Sadar bahwa hujan telah turun, aku pun serta-merta memanjatkan doa dalam hati, أَللَّهُمَّ صَيِّبًا نَافِعًا (Allᾱhumma ṣayyiban nᾱfi’an)[9]. Masih di dalam lamunan ku, sembari mengamati hujan turun, aku menjadi sangat kagum dengan Penciptanya. Bagaimana mungkin hasil proses kondensasi ini, air laut yang awalnya asin menjadi tawar? Kerja siapa yang seapik ini kalau bukan kerja-Nya. Dan aku pun tepekur, larut dengan ketakjuban pada malam itu.

"Sepertinya, i'm falling in love bro", aku mulai buka obrolan, membuyarkan lamunan Indul. Ternyata kami sama-sama larut dengan lamunan masing-masing di sebuah warkop Jl. Gaperta Ujung.

"Sama siapa?", sahutnya.

"Hujan", jawabku singkat. “Terutama Penciptanya”, sambung ku.

"Eh, لِمَاذَا (limᾱżᾱ)?", tanyanya lagi penasaran.

"... وَجَعَلْنَا مِنَ الْمَاءِ كُلَّ شَيْءٍ حَيٍّ(waja’alnᾱ minal mᾱ-i kulla syai-in ḥayyin)[10]...", ku jawab sekenanya.

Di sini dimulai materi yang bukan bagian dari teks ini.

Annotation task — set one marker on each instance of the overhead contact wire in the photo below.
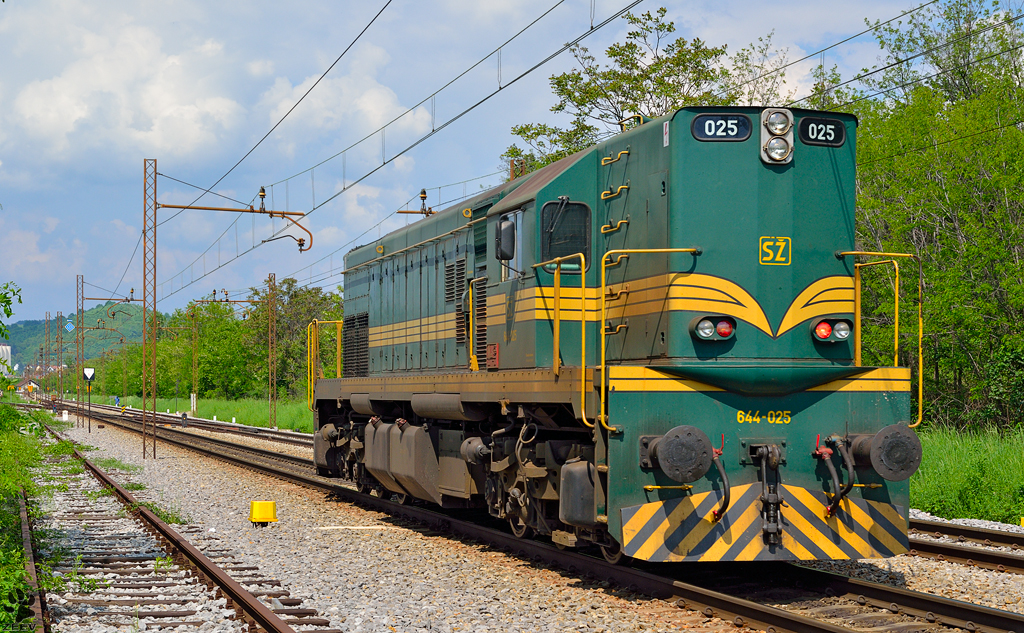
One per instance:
(431, 133)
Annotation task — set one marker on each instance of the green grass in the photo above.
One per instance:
(971, 475)
(291, 415)
(168, 516)
(18, 454)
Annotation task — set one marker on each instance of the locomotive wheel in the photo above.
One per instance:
(613, 553)
(519, 528)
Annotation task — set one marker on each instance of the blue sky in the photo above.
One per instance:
(90, 89)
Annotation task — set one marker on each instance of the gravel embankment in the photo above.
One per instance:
(368, 572)
(88, 522)
(256, 442)
(970, 522)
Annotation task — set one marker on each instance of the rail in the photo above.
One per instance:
(312, 355)
(556, 362)
(605, 264)
(921, 315)
(242, 598)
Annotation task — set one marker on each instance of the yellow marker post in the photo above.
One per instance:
(261, 513)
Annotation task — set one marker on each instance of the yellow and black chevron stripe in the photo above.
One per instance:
(681, 530)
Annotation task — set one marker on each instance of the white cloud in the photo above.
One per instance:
(29, 257)
(260, 68)
(354, 101)
(122, 88)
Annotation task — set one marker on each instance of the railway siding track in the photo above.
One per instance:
(884, 606)
(129, 562)
(979, 547)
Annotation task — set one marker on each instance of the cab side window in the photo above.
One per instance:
(513, 267)
(564, 230)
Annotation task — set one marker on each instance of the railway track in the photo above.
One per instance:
(989, 549)
(281, 436)
(128, 566)
(798, 599)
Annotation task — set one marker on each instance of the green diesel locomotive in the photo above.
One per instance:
(651, 346)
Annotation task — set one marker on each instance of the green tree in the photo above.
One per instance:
(650, 74)
(295, 307)
(9, 293)
(942, 176)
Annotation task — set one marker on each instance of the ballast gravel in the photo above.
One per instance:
(367, 572)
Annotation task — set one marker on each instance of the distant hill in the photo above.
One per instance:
(28, 336)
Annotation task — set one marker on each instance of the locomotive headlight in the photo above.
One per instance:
(777, 123)
(777, 149)
(822, 330)
(724, 329)
(706, 329)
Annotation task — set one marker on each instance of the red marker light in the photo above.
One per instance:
(724, 329)
(822, 330)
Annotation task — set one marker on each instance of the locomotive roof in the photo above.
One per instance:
(504, 197)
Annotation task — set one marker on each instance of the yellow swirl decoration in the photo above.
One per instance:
(828, 295)
(706, 293)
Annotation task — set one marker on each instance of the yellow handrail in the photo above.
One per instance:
(921, 318)
(622, 253)
(474, 363)
(856, 298)
(608, 160)
(312, 356)
(556, 362)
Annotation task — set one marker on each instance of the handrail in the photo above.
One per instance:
(474, 363)
(556, 361)
(623, 253)
(312, 355)
(856, 298)
(921, 317)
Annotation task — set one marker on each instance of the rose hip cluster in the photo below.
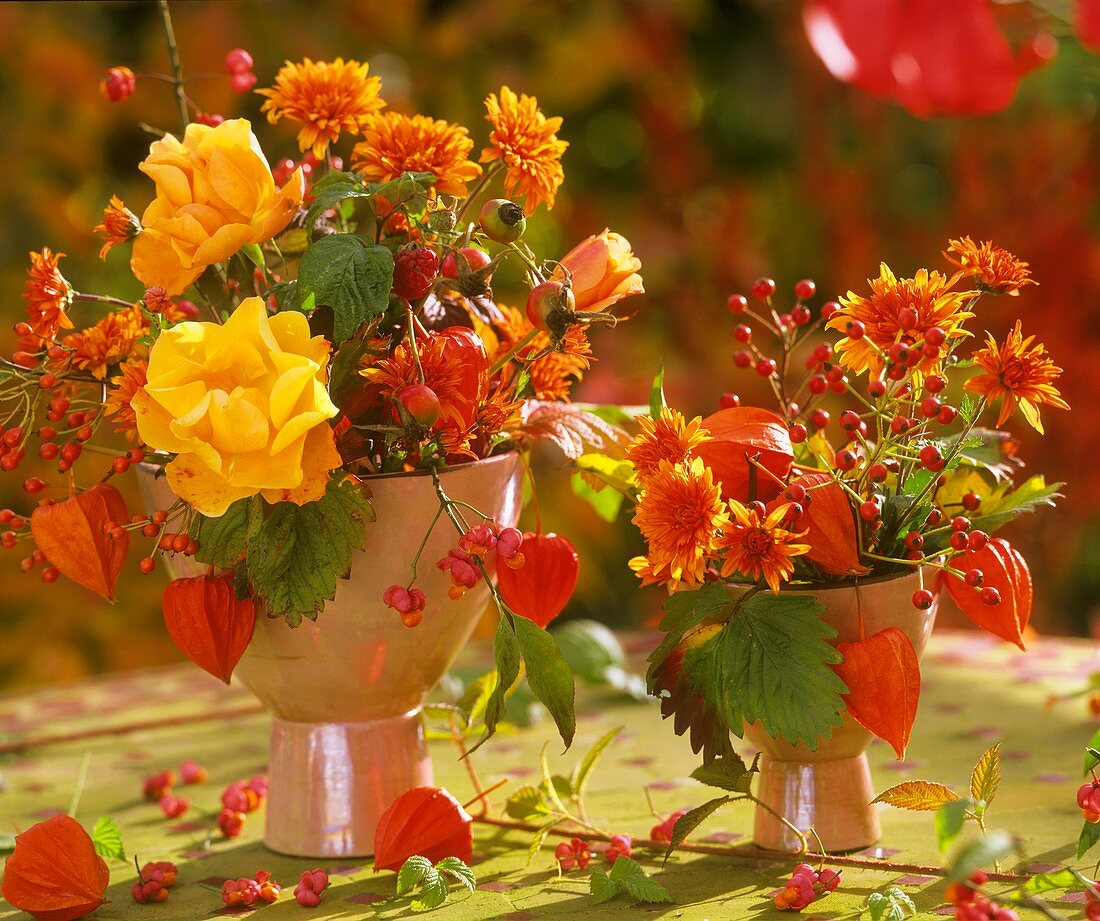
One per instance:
(461, 563)
(805, 886)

"Selain itu?", burunya lagi.

"Nanti kau baca aja bukunya Maurice Bucaille; La Bible, le Coran et la Science, penjelasannya ada di situ", ku jawab lagi sembari mata ku tak bisa berpaling dari butiran air suci lagi menyucikan itu jatuh menghempas bumi dengan indahnya, "and, his voice is, you know, melodious", sambungku.

"Sok puitis kau ulamak[11]", jawabnya dengan setengah meledek.

Begitu malam yang indah dan syahdu ketika Tuhan menganugerahi cinta dengan ذَوْقٌ (żauqun atau familiarnya disebut żuq)[12] yang tak bisa dilukiskan dengan kata, hanya pujian kepada-Nya spontan terucap, مَا شَاءَ اللهُ (mᾱsyᾱ-allᾱhu).

Ketika jam menunjukkan pukul 00.24 dini hari, hujan tak kunjung reda, akhirnya aku dan Indul nekat menerobos derasnya hujan malam itu, tanpa mantel, hanya pakaian sepasang yang membungkus badan, baju kaos dan celana panjang. Wah, di tengah gemeretuk gigi kami masing-masing menahan dinginnya air hujan dini hari, bukan menjadi masalah berarti, malah kami laiknya anak kecil, menjeda gemeretuk gigi dengan teriakan-teriakan kecil, “wuw...”, berkali-kali, nyaris sepanjang jalan menuju pulang, dengan senangnya.

Sesaat ban sepeda motor Indul membelah riak-riak kecil becek di jalanan, aku jadi teringat sebuah kisah kocak Syekh Nashruddin Hoja.

Di suatu hari hujan turun di kampung Syekh Hoja, lamat-lamat Syekh Hoja melihat ada orang berlari menghindari air hujan, seraya berujar dari atas loteng kediamannya, "hei tuan, kenapa engkau berlari menghindar dari hujan?", dengan lugunya orang yang ditegur oleh Syekh Hoja menjawab, "kalo gak menghindar bisa basah syekh". Lantas dijawab sang syekh, "bukankah hujan itu Rahmat Tuhan, kenapa kau hindari?". Dengan wajah kebingungan orang itu pun berjalan pelan hingga kuyup.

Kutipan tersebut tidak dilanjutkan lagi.